The goal was to arrive at modern, transparent investment rules that safeguard investors’ interests but do not limit the policy space, De Gucht said, alternating between German and English. He emphasized that on all other chapters, the trade negotiations would continue as planned. “Hitting the pause button” on the investment rules would not delay the overall accord.
Alexander Graf Lambsdorff, a German liberal and member of the European parliament, pointed out that at the end of the day, it would be the elected legislators who would decide whether to approve TTIP or not. Speaking of “choppy waters”, Lambsdorff also addressed the issue of U.S. spying in Europe. He was not in favor of suspending the TTIP negotiations, he added. But to re-establish trust, it was necessary to quickly conclude a parallel agreement on improving data protection.

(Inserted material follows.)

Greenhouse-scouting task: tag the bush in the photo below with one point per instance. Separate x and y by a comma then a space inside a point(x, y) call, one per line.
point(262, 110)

Personal regrets over the cultural exception
De Gucht stressed that TTIP would need to bring an end to most of the tariffs that still exist for trade between the U.S. and Europe, especially for industrial products. While it was clear that it would not be possible to immediately lift all tariffs on agricultural products as well, some progress in that area would have to be made.

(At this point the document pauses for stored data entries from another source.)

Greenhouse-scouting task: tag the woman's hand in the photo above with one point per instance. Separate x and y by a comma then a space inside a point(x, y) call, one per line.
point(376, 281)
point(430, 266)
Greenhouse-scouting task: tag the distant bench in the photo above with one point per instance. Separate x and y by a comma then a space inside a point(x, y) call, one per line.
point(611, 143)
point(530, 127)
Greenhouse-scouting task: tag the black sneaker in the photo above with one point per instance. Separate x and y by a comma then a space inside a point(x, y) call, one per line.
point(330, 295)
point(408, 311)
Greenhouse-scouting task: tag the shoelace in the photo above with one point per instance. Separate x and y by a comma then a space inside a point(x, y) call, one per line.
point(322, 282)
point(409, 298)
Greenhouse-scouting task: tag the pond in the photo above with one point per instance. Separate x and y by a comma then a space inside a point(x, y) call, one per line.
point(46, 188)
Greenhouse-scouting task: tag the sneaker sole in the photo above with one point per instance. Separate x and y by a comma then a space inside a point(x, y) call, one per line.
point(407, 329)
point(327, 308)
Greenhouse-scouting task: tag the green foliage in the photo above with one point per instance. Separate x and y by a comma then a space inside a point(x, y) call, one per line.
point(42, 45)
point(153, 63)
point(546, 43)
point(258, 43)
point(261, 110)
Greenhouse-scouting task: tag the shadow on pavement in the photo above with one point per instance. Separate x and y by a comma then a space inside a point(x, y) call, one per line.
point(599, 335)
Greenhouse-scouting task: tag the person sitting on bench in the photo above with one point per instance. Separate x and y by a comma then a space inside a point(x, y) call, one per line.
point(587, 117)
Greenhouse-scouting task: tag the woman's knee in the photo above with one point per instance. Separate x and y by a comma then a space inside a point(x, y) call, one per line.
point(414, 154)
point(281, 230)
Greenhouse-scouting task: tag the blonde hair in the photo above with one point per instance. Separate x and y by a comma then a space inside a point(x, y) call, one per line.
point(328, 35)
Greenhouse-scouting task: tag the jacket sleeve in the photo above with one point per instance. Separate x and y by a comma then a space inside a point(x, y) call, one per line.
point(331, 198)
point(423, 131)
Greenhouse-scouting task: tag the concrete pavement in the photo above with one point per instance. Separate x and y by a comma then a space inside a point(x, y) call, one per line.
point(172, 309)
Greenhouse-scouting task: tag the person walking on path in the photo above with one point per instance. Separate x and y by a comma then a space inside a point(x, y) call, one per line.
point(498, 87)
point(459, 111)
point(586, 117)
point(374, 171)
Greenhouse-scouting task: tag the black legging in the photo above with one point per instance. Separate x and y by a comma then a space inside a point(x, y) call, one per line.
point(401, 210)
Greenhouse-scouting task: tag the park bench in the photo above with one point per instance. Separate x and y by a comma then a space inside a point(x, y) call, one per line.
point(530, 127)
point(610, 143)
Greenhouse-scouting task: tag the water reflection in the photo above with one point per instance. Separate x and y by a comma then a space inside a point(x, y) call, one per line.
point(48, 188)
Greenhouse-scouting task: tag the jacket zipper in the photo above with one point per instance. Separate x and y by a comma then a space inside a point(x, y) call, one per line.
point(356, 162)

Subsidies to cultural institutions, however, were not part of the Commission’s negotiating mandate, De Gucht said. Nor would the Commission seek to have its mandate extended, given the situation in the EU council where France has always vetoed such negotiations. “I may not necessarily approve, but I will respect it,” the commissioner added. He believes it would actually benefit Europeans to have cultural policies included in TTIP because common rules were needed for the rapidly changing digital environment.
TTIP as an absolute priority
During the lively debate under the glass cupola of Düsseldorf’s modern art museum, De Gucht passionately defended the need for this new transatlantic accord. “It is an enormous boost for the economy,” the former Belgian foreign minister said. “But it is also about framing our future. Either we frame it together with the United States and other nations that have the same approach, or somebody else will frame the future. And that will not be as free as we have in mind.”
Friedrich Merz, chairman of Atlantik-Brücke and board member of United Europe, promised strong support for TTIP. Atlantik-Brücke would make supporting this accord its absolute priority in 2014. He said TTIP was much more than just a trade agreement, Merz said. It could have the same meaning for transatlantic relations in the early 21st century that the NATO treaty had for much of the 20th century, anchoring a close relationship between “the two large continents of democracy and the rule of law,” Merz added.